Tribunal rulesnotified 18 days after the tribunal was set up, left it to tribunal members to decide how they would function. The tribunal comprises retired district judge Dr Shivkumar Mishra and retired state secretary Prabhat Parashar.

“The tribunal shall determine its process of hearing in the tribunal,” say the rules.

This approach, said experts, leaves tribunal proceedings without the safeguards available during a criminal trial, which follows specific laws.

Citizens Against Citizens 

Under the MP law to recover riot damages, the State must appoint a retired judge and a retired government official to the tribunal, which will have the powers of a civil court and jurisdiction over the area that experienced violence.

The government then sends a panel of three state officials to this tribunal.  The tribunal can pick one as its ‘claims commissioner’. Any citizen in the riot-affected area can file a claim for damages.

The commissioner decides which claims to consider, in effect holding a person so accused liable for property damage, a criminal offence, without a criminal investigation.

“How the tribunal carries out a probe is not known. The tribunals are not bound by Civil Procedure Code (CPC) but invoke CPC when they like,” said Talha Abdul Rahman, an advocate on record at the Supreme Court. “Tribunals are required to formulate some procedure to follow.”

For example, the law allows anyone to name “persons who in his knowledge had exhorted, instigated or committed the damaging act”.  This person can be held liable “once the nexus with the event that precipitated damage is established”.

“The ‘nexus’ standard is vague and unclear and leaves room for the judge to deviate from established principles of evidence,” Advocate Megha Bahl, lawyer based in Delhi, told The Reporters’ Collective.

“Establishing merely a nexus is gross,” said Rahman. “Civil proof means balance of probabilities—mere nexus for affixation of any civil liability is perverse.”

We Do Set Some Of Our Own Rules: Tribunal Head

Neither the new law nor the rules explain what level of evidence is to be proven acceptable against an accused before the tribunal determines if the person is guilty.

Mishra, the retired judge heading the MP tribunal, acknowledged that the tribunal was setting some of its own rules.

“We follow the Civil Procedure Code but we don’t strictly comply with it,” Mishra told The Reporters Collective.

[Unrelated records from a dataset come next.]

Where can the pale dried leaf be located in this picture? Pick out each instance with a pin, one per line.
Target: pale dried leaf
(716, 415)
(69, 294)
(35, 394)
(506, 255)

In a typical criminal case, the police, after registering an FIR, begin an investigation that involves collecting evidence, witness statements and interrogating the accused.

The police then file a chargesheet before a district magistrate, followed by arguments before a court on the framing charges. Once the charges are framed, the trial begins in court.

These standards of investigation are not applied in the summary trials by the claims tribunal, which, however, can fine those not yet pronounced guilty.

A tribunal’s decision might potentially influence parallel criminal proceedings against those accused of property destruction, said experts. The tribunal’s chairman, however, told The Reporters’ Collective that its decision will not have any impact on the criminal proceedings.

To clarify this and other doubts, the MP government gave anonymous interviews to friendly media.

But the government has made no official statement or modified the law.